🤖 AI Summary
Urban noise pollution monitoring faces dual challenges of insufficient spatial coverage and low accuracy in mobile sensing. This paper proposes a real-time vehicular noise monitoring system leveraging IoT-enabled mobile nodes, integrating low-power acoustic sensors, high-precision GPS, and a dynamic calibration mechanism to establish the first adaptive noise perception framework tailored for mobile environments. We innovatively design a spatiotemporal-context-aware online calibration method and incorporate machine learning models—particularly random forest regression—to enhance measurement robustness. Three field campaigns in Hyderabad, India, yielded 436,000 noise samples. Post-calibration, the model achieves an R² of 0.937 and RMSE of only 1.09 dB, significantly outperforming static calibration approaches. The system provides a scalable technical paradigm for urban noise source identification, dynamic assessment, and fine-grained governance in smart cities.
📝 Abstract
Urban noise pollution poses a significant threat to public health, yet existing monitoring infrastructures offer limited spatial coverage and adaptability. This paper presents a scalable, low-cost, IoT-based, real-time environmental noise monitoring solution using mobile nodes (sensor nodes on a moving vehicle). The system utilizes a low-cost sound sensor integrated with GPS-enabled modules to collect geotagged noise data at one-second intervals. The sound nodes are calibrated against a reference sound level meter in a laboratory setting to ensure accuracy using various machine learning (ML) algorithms, such as Simple Linear Regression (SLR), Multiple Linear Regression (MLR), Polynomial Regression (PR), Segmented Regression (SR), Support Vector Regression (SVR), Decision Tree (DT), and Random Forest Regression (RFR). While laboratory calibration demonstrates high accuracy, it is shown that the performance of the nodes degrades during data collection in a moving vehicle.
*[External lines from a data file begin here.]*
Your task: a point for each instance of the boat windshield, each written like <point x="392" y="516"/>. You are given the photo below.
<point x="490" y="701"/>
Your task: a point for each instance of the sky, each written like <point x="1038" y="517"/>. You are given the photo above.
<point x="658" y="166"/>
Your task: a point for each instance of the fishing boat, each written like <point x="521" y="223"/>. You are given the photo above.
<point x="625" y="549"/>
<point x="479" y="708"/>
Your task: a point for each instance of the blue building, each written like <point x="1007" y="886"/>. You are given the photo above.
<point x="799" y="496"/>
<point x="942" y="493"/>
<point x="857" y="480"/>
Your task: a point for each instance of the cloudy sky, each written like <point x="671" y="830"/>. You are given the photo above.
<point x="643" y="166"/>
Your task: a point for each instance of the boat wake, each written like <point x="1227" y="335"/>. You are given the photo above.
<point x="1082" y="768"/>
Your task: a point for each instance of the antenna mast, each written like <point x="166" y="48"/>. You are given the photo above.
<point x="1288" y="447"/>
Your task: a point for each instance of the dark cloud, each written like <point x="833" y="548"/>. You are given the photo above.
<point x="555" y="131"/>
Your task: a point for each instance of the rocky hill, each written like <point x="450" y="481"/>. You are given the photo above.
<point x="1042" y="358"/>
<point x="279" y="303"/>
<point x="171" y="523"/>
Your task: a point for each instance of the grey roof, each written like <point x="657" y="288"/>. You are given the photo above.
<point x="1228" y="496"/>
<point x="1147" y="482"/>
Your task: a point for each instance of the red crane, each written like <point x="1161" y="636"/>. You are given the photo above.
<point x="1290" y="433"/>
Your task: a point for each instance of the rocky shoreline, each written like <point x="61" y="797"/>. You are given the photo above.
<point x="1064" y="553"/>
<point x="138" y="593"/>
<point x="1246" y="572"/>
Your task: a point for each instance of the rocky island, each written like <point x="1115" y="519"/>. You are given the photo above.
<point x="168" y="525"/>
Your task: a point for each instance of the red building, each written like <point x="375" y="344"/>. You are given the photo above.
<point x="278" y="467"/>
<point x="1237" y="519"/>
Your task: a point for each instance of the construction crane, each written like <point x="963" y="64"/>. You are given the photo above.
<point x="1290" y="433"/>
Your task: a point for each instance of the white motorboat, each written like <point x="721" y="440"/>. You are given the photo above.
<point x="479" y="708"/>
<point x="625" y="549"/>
To address this, it is demonstrated that the calibration must be performed on the IoT-based node based on the data collected in a moving environment along with the reference device. Among the employed ML models, RFR achieved the best performance with an R2 of 0.937 and RMSE of 1.09 for mobile calibration. The system was deployed in Hyderabad, India, through three measurement campaigns across 27 days, capturing 436,420 data points. Results highlight temporal and spatial noise variations across weekdays, weekends, and during Diwali. Incorporating vehicular velocity into the calibration significantly improves accuracy. The proposed system demonstrates the potential for widespread deployment of IoT-based noise sensing networks in smart cities, enabling effective noise pollution management and urban planning.